Choose a reasonable size for the node space array, such as 10,000. It is not necessary to reallocate it if you run out of space.

Initially, create a linked list, the free-space list, of all of the nodes in the node array, by linking nodes through their s1 fields.

Write a function that allocates a node by removing the first node in the free-space list. Use that to allocate nodes.

Test your interpreter with that node allocation function before writing the garbage collector.


The in-use list

Create a global list of nodes (linked through the s1 field) that keeps track of nodes that are currently in use inside functions.

Whenever a function stores a pointer to a tree into one of its local variables, it must add that pointer to the in-use list.

Whenever a function returns, it must remove each of the pointers that it added to the in-use list.
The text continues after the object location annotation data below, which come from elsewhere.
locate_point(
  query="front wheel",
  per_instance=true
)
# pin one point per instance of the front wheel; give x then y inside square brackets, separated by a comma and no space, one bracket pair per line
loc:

Please create functions for those jobs.

Important. Make sure that you do not change the value of any type AST variable. If you do, you will need to remove its old value from the in-use list and add its new value.


The mark phase

The mark phase needs to look at every node that is in use.

Write a function markTree(T) that marks all nodes in tree T by traversing T.

Create a function, markEverything, that marks all trees that are currently in use. That includes

  1. All trees in the symbol table.

  2. All trees in the in-use list.

Important. When you mark a tree, mark the entire tree, not just its root.


The sweep phase

Write a function sweep() that loops through the node space. It should rebuild the free-space list as it goes, adding a node to the front of that list if the node's mark bit is 0.

If a node's mark bit is 1, sweep() should set just the mark bit to 0.


Garbage collection

Write a function that does garbage collection by marking then sweeping.

If the node allocator sees that there are no more nodes in the free-space list, it should call the garbage collection function and then try again.

If there are no free nodes even after garbage collection, the interpreter should say what happened and abort.